Residual: secrets and the ledger live in Postgres in plaintext at rest (no column encryption). Disk-level protection is the VPS provider’s; the off-box backups (B6) are a separate confidentiality surface.

B6 — Off-box backups (Backblaze B2)

The pg-backup sidecar streams a daily pg_dump to a private B2 bucket via an application key scoped to that one bucket. The micro keeps no local copy. Optional age encryption (BACKUP_AGE_RECIPIENT) encrypts dumps before upload; the private key is kept offline.

Residual / accepted:

Burn-in runs unencrypted for easier restore verification. The dump contains tenant secrets and the ledger. Enabling age encryption is an open item before this is considered hardened (see §7).
B2 key compromise exposes all historical dumps. Scope the key to the bucket (done) and rotate on suspicion.

B7 — On-chain settlement (Solana devnet)

Settlement currently runs on devnet with a treasury keypair. Loss of the keypair affects devnet settlement only; no mainnet funds are at risk today. Promotion to mainnet is a separate, deliberate hardening exercise (key custody, multisig) — out of scope here.

4. Integrity of the credits ledger

The ledger is double-entry: every workload posts balanced debits/credits (tenant→suspense, suspense→provider, platform fee). Invariants:

Settlement writes go through the ledger code path, never ad-hoc SQL.
A tenant cannot post entries directly — they submit workloads; metering
- settlement are server-side.
Backups make the ledger recoverable: deploy/seppelabs/restore-drill.sh is the tested path that restores the newest B2 dump into a throwaway Postgres and asserts row counts.

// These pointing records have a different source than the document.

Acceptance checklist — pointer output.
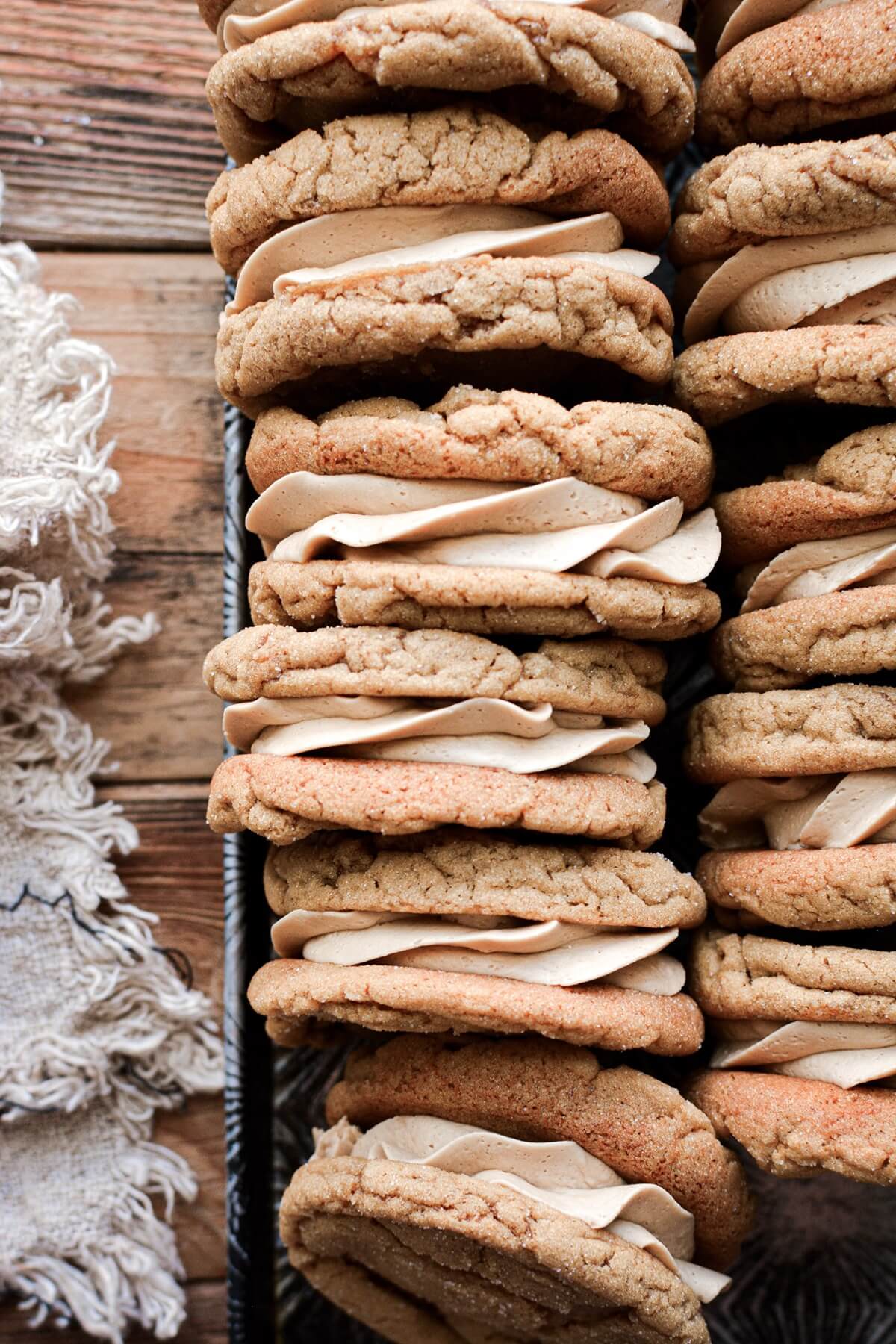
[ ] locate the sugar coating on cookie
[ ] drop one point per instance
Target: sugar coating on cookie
(482, 305)
(821, 730)
(595, 676)
(815, 70)
(287, 799)
(559, 60)
(383, 998)
(455, 155)
(824, 890)
(375, 1236)
(547, 1092)
(849, 490)
(850, 633)
(467, 873)
(746, 976)
(732, 376)
(756, 193)
(653, 452)
(798, 1127)
(481, 601)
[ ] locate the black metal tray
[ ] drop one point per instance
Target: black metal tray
(821, 1263)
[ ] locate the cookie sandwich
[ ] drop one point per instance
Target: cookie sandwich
(818, 585)
(485, 514)
(469, 930)
(460, 155)
(729, 376)
(802, 1073)
(803, 824)
(836, 265)
(563, 65)
(396, 296)
(396, 732)
(785, 72)
(461, 1187)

An untested backup is not a backup.

5. Secrets handling

Secret	Where	Protection
`JWT_SECRET`	control-plane env (`.env`, gitignored)	32+ random bytes; signs admin sessions
`POSTGRES_PASSWORD`	`.env`	not host-exposed; compose net only
Tenant API keys	DB (SHA-256 hash) + tenant’s `.secrets/`	hashed at rest; shown once
mTLS CA + certs	`deploy/seppelabs/certs/` (gitignored)	filesystem perms; manual rotation
Tenant workload secrets	dispatched per workload	validated (`secretrules`); injected as env
B2 application key	`.env`	scoped to the backup bucket
Solana treasury key	control-plane volume	devnet only today

Rules enforced in CI / review:

No hardcoded secrets in source (see rules/common/security.md).
.env and certs/ are gitignored; .env.example ships placeholders.
Build toolchain pinned to a patched Go; govulncheck blocks reachable stdlib/dependency CVEs in CI and at release.

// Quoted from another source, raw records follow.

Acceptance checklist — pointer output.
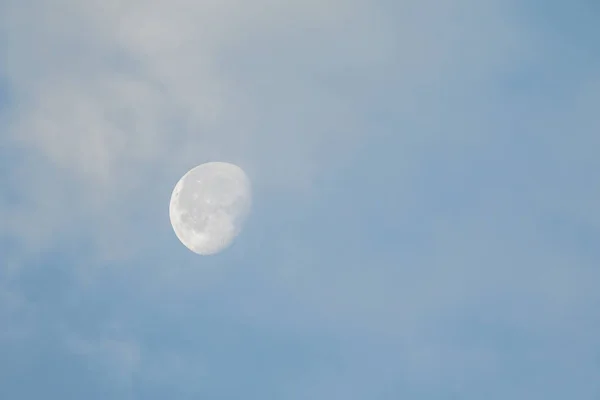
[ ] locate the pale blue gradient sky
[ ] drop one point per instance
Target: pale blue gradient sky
(425, 222)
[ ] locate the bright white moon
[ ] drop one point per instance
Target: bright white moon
(209, 205)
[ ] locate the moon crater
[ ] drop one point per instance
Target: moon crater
(209, 206)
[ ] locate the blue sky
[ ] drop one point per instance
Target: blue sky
(425, 220)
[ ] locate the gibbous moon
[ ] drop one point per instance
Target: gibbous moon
(209, 205)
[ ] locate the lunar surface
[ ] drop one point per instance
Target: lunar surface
(209, 205)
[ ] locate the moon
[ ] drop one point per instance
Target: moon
(209, 206)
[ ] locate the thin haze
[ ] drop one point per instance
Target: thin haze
(425, 221)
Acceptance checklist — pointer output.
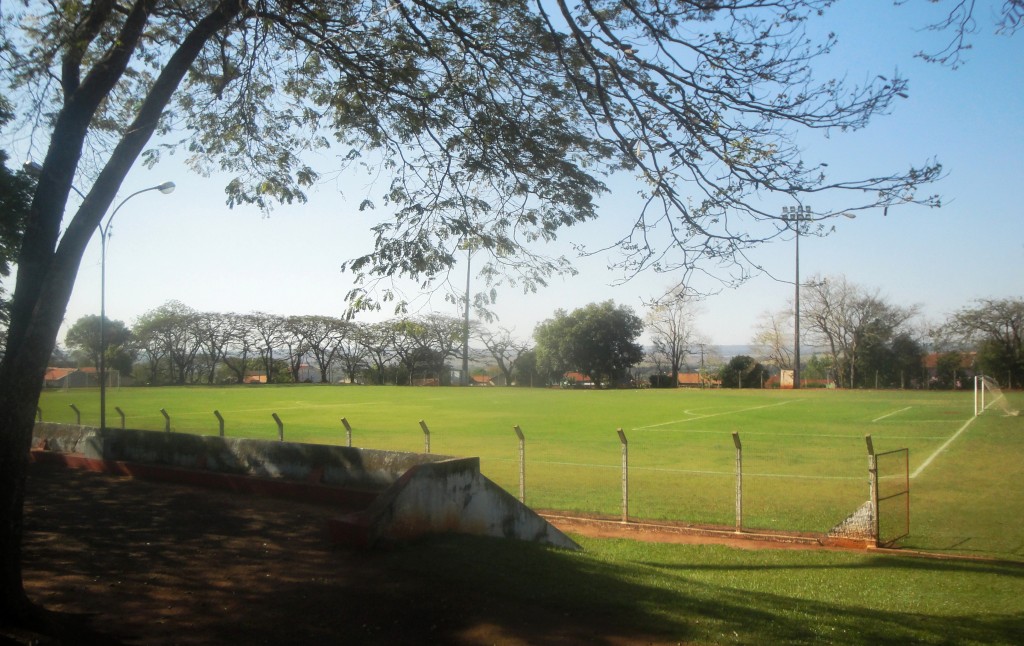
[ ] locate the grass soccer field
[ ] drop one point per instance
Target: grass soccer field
(804, 453)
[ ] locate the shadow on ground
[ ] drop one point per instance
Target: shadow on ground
(160, 564)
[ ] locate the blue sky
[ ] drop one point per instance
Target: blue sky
(189, 247)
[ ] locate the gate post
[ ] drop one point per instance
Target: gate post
(872, 483)
(426, 436)
(281, 427)
(739, 481)
(626, 475)
(522, 463)
(348, 431)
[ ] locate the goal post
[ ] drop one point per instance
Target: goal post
(987, 394)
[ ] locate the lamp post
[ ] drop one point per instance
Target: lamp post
(798, 215)
(465, 327)
(104, 230)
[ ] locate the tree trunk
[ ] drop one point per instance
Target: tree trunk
(47, 269)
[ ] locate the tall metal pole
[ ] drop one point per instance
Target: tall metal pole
(104, 229)
(465, 328)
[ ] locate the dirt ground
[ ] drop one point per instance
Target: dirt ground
(159, 564)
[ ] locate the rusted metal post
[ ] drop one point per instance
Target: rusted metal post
(348, 431)
(522, 463)
(281, 427)
(872, 484)
(626, 475)
(426, 436)
(739, 481)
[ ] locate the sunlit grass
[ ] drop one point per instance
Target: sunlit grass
(804, 460)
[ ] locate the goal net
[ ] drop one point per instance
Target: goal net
(988, 395)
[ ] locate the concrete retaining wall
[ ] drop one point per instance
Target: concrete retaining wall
(414, 493)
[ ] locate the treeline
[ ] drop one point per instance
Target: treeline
(175, 344)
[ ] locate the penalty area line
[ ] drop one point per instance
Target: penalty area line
(889, 415)
(941, 448)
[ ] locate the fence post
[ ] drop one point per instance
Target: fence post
(426, 436)
(626, 475)
(872, 483)
(522, 463)
(281, 427)
(348, 431)
(739, 481)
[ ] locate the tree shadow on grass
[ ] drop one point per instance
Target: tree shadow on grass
(165, 564)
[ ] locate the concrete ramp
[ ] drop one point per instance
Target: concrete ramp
(395, 496)
(445, 497)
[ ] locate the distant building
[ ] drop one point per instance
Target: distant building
(577, 380)
(71, 378)
(695, 380)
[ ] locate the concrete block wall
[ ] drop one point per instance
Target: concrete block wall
(413, 494)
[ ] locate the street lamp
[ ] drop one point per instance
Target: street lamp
(796, 215)
(104, 230)
(35, 169)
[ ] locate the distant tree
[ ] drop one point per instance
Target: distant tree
(850, 320)
(773, 339)
(995, 329)
(598, 340)
(819, 368)
(671, 323)
(527, 373)
(243, 341)
(499, 120)
(269, 331)
(505, 349)
(743, 372)
(15, 198)
(171, 331)
(378, 339)
(323, 337)
(352, 351)
(83, 340)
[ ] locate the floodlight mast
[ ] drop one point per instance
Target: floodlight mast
(796, 215)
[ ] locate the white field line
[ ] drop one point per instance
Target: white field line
(714, 415)
(941, 448)
(889, 415)
(688, 471)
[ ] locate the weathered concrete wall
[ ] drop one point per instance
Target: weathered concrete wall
(454, 497)
(414, 493)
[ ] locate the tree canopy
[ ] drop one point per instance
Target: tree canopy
(598, 340)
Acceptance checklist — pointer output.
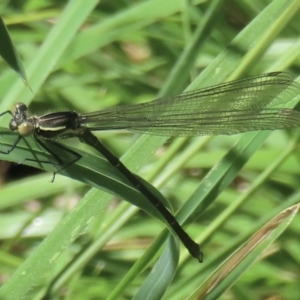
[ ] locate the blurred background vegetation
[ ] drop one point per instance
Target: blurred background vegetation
(97, 54)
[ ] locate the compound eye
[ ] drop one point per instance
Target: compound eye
(26, 128)
(20, 108)
(13, 125)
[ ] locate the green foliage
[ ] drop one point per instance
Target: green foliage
(85, 56)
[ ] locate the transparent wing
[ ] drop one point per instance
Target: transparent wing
(229, 108)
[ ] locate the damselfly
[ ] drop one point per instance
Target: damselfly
(229, 108)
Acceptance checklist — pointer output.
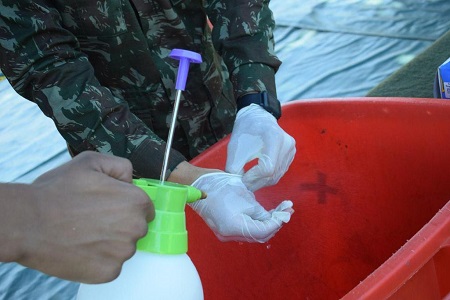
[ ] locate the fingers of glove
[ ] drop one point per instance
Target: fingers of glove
(272, 164)
(242, 148)
(283, 211)
(251, 230)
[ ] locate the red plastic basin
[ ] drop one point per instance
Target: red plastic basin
(369, 175)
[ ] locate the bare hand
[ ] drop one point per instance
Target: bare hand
(85, 219)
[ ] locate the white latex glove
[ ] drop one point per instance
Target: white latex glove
(233, 213)
(256, 134)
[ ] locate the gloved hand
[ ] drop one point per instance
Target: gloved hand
(233, 213)
(256, 134)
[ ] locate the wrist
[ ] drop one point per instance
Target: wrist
(186, 173)
(263, 99)
(16, 206)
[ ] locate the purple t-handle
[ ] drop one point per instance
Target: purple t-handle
(185, 57)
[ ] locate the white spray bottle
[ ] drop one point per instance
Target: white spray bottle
(160, 269)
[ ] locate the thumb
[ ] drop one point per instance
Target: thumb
(113, 166)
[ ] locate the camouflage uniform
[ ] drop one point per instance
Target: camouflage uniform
(100, 69)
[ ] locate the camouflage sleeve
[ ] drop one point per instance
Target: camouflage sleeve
(42, 62)
(243, 35)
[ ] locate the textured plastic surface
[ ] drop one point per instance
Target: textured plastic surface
(369, 173)
(167, 232)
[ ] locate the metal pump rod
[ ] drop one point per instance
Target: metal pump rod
(185, 57)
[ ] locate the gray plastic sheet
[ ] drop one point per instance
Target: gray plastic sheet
(344, 48)
(335, 48)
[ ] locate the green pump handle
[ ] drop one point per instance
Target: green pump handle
(167, 233)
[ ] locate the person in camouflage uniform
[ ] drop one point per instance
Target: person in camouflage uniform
(101, 70)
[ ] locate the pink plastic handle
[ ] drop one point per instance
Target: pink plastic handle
(185, 57)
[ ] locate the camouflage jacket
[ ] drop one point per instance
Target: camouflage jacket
(100, 69)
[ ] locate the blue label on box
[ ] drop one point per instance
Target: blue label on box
(444, 79)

6. Checklist when adding an endpoint or handler

Preserve these invariants — they are the load-bearing parts of the model:

Scope every query to GetTenantID(ctx); never trust a tenant id from the request body/path (prevents cross-tenant IDOR).
Put machine-facing routes behind RequireScope with the least scope that works; don’t reach for admin-only/JWT unless it’s a human portal action.
Validate all external input at the boundary; for any outbound fetch derived from tenant input, apply the SSRF guard.
Never log secrets, API-key plaintext, or full tokens.
Return generic auth errors (no “user not found” vs “bad password” oracles).
Add a test that an unauthenticated / wrong-tenant / wrong-scope caller is rejected.

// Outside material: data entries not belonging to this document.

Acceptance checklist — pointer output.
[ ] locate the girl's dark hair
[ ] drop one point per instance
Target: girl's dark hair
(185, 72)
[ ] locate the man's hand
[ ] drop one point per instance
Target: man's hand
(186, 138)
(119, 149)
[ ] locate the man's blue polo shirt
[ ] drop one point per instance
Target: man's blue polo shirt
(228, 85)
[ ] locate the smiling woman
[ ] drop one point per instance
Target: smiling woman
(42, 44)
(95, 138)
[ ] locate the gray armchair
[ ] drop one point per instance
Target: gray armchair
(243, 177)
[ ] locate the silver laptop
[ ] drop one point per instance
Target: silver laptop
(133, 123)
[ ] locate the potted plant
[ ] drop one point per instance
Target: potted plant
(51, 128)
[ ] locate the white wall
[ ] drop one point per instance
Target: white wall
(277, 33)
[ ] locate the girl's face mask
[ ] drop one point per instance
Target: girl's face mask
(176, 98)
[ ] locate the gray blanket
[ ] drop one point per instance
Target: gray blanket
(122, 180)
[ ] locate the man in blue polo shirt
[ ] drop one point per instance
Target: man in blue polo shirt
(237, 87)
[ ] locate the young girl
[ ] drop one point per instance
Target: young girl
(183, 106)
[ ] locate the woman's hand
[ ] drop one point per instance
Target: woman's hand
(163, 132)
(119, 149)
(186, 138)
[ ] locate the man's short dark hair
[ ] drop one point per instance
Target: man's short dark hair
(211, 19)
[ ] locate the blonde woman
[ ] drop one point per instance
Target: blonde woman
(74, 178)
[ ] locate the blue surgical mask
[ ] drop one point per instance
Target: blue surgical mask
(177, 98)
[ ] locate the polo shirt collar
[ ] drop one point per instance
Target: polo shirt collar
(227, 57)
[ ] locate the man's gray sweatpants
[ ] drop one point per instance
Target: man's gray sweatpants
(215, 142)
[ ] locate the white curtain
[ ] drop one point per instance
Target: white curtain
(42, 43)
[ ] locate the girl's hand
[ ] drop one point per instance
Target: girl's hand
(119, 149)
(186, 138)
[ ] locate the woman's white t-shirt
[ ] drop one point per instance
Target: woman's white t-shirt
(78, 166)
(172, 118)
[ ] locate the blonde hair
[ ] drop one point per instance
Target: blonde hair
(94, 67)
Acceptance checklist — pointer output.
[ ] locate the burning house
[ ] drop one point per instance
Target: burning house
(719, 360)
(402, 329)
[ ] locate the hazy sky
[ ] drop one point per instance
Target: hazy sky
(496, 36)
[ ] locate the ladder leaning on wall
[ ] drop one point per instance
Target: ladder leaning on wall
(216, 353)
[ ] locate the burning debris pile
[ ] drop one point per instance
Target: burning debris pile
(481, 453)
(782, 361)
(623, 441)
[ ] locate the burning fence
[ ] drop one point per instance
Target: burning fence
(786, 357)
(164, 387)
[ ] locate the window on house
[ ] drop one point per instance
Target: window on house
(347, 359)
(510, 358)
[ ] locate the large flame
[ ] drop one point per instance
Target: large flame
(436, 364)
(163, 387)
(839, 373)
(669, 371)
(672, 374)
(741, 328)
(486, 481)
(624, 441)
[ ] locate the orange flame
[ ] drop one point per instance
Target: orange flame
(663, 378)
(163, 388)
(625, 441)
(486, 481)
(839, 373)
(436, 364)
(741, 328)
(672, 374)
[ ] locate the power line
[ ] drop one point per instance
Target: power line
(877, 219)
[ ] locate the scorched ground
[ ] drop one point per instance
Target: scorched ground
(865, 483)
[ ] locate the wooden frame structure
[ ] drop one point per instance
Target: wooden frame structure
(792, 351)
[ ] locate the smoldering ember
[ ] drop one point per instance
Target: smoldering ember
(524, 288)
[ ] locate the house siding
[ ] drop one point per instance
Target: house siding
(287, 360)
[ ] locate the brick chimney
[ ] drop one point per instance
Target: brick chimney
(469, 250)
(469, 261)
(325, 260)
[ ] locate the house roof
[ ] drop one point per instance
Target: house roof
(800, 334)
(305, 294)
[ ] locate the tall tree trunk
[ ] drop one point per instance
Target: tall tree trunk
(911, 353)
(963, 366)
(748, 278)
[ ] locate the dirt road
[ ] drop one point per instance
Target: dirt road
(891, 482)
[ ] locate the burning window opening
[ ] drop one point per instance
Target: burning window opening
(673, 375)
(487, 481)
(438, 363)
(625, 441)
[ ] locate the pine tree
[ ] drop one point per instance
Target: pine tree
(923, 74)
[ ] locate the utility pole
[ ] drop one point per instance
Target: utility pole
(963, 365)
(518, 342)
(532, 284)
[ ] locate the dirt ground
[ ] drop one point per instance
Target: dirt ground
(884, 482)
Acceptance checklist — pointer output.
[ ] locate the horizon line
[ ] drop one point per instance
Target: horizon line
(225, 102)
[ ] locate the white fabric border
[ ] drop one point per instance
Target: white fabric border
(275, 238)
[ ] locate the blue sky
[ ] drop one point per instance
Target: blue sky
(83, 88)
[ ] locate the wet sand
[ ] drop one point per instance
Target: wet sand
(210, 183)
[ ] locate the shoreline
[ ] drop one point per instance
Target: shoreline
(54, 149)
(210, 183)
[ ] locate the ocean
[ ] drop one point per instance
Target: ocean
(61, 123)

7. Open security items (tracked)

Honest backlog — none are blocking first-party (Coledex) operation, but each is required before the corresponding expansion:

Edge rate limiting on the public API (per-key + per-IP). Required before exposing self-serve signup widely.
age-encrypt backups (BACKUP_AGE_RECIPIENT) with an offline/hardware-stored key. Required to consider B6 hardened.
Workload isolation hardening (rootless/userns, seccomp/AppArmor, or gVisor/Kata). Required before running untrusted third-party tenant images at B4.
Agent cert revocation (CRL/OCSP or short-lived certs + rotation). Required before onboarding third-party providers at B2.
CA key custody (HSM/KMS, documented rotation). Same trigger as #4.
Alertmanager + paging so the security/health alert rules actually notify (currently visible-only). See deploy/seppelabs/alerts.yml.
Mainnet settlement hardening (key custody, multisig) before B7 leaves devnet.
gosec static analysis in CI to complement govulncheck (vuln scanning ≠ static analysis).

Maintained alongside the code. When you change an auth path, a trust boundary, or a secret’s handling, update the relevant section here in the same PR.